I'd like to use scrapy-splash to fetch both the html and screenshot png of the target page. I need to be able to invoke it programmatically. According to the spashy doc, specifying
endpoint='render.json'
and passing argument
'png': 1
should result in a response object ('scrapy_splash.response.SplashJsonResponse') with a .data attribute that contains decoded JSON data representing a png screenshot of the target page.
When the spider (here named 'search') is invoked with
scrapy crawl search
The result is as expected, with response.data['png'] containing the png data.
However, if it is invoked via scrapy's CrawlerProcess, a different response object is returned: 'scrapy.http.response.html.HtmlResponse'. This object does not have the .data attribute.
Here's the code:
import scrapy
from scrapy.crawler import CrawlerProcess
from scrapy_splash import SplashRequest
import base64
RUN_CRAWLERPROCESS = False
if RUN_CRAWLERPROCESS:
from crochet import setup
setup()
class SpiderSearch(scrapy.Spider):
name = 'search'
user_agent = 'Mozilla/5.0 (Macintosh; Intel Mac OS X 10_13_3) AppleWebKit/537.36 (KHTML, like Gecko) Chrome/72.0.3626.121 Safari/537.36'
def start_requests(self):
urls = ['https://www.google.com/search?q=test', ]
splash_args = {
'html': 1,
'png': 1,
'width': 1920,
'wait': 0.5,
'render_all': 1,
}
for url in urls:
yield SplashRequest(url=url, callback=self.parse, endpoint='render.json', args=splash_args, )

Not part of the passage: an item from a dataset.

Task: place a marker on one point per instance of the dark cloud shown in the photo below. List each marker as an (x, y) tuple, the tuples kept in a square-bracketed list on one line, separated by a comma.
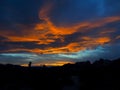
[(56, 27)]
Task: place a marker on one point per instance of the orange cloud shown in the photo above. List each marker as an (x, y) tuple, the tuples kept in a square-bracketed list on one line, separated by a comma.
[(47, 33)]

def parse(self, response):
print(type(response))
for result in response.xpath('//div[@class="r"]'):
url = str(result.xpath('./a/@href').extract_first())
yield {
'url': url
}
png_bytes = base64.b64decode(response.data['png'])

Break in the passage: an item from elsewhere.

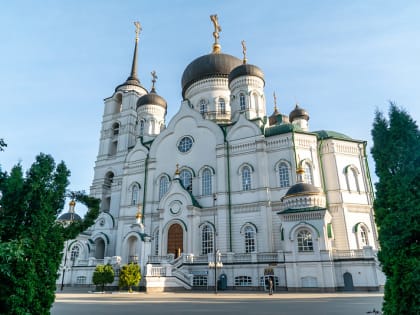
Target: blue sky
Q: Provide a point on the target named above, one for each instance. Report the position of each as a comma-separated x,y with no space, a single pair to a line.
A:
341,60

with open('google_results.png', 'wb') as f:
f.write(png_bytes)
splash_args = {
'html': 1,
'png': 1,
'width': 1920,
'wait': 2,
'render_all': 1,
'html5_media': 1,
}
# cue the subsequent url to be fetched (self.parse_result omitted here for brevity)

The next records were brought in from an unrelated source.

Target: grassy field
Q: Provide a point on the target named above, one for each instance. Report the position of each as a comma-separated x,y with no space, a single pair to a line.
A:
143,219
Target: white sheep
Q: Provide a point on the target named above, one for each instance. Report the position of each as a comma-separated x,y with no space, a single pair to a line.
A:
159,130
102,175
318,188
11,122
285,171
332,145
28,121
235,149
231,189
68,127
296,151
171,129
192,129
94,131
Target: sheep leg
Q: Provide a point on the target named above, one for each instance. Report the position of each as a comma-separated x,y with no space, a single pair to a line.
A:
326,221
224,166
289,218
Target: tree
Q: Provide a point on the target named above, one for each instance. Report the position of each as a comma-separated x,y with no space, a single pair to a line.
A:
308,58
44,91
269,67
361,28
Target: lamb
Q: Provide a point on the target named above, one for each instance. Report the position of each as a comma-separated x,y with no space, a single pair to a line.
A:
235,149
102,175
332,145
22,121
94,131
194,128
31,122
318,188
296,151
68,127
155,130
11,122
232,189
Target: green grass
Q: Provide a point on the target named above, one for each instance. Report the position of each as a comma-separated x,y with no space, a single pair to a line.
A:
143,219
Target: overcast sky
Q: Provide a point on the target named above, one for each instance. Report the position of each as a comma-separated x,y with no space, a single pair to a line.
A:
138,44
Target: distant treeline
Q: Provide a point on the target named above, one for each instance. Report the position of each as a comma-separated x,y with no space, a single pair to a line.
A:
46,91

yield SplashRequest(url=url, callback=self.parse_result, endpoint='render.json', args=splash_args)
if RUN_CRAWLERPROCESS:
runner = CrawlerProcess({'Mozilla/5.0 (Macintosh; Intel Mac OS X 10_13_3) AppleWebKit/537.36 (KHTML, like Gecko) Chrome/72.0.3626.121 Safari/537.36'})
#d = runner.crawl(SpiderSearch)
#d.addBoth(lambda _: reactor.stop())
#reactor.run()
runner.crawl(SpiderSearch)
runner.start()
Restating:
RUN_CRAWLERPROCESS = False
and invoking by
scrapy crawl search
response is type
class 'scrapy_splash.response.SplashJsonResponse'
But setting
RUN_CRAWLERPROCESS = True
and running the script with CrawlerProcess results in response of type
class 'scrapy.http.response.html.HtmlResponse'
(p.s. I had some trouble with ReactorNotRestartable, so adopted crochet as decribed in this post, which seems to have fixed the problem. I confess I don't understand why, but assume it is unrelated...)
Any thoughts on how to debug this?